LoftyInc Capital Management is led by an agile team with over 70 years of combined venture operational experience and a solid 11-year track record as one of the earliest investors building and investing in the African tech ecosystem. Some LoftyInc Capital Management portfolio companies in Africa include Adwaab, Adient, Afrikea, Ajala, Akiba, Algopay, Apaya and Appetito.
10. Ajim Capital
An honourable mention on this list is Ajim Capital. Early this year, Eunice Ajim, the founder, announced the launch of Ajim Capital with a $10 million fund focused on tech startups across Africa.
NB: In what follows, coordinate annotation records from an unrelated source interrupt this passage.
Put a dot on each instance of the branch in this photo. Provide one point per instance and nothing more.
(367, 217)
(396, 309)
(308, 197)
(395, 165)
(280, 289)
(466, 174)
Ajim already has some African startups in its portfolio but wants to commit more funds into African startups this year.
Ajim Capital is an investment firm based in Austin, Texas, USA, and some of its portfolio companies include; Lemonade Finance, Mono, Orda.Africa, WayaMoney, Payday, DuniaPay, and Mecho Autotech.
In conclusion, it is important to point out that some of these funds come with some sort of mentorship or open doors to strategic partnerships. A typical VC interacts with the portfolio founder multiple times a week and becomes intimately aware of the founder’s day-to-day dilemmas and sleepless nights, joys, sorrows, anxiety, and depression. All of these come with the package of investing in a startup, and there are a lot of other international and African based investment companies you can poach as a tech startup founder.
Please always do your due diligence, and I can assure you that with the world turning around to notice the great things we are building in Africa, the sky will be our starting point.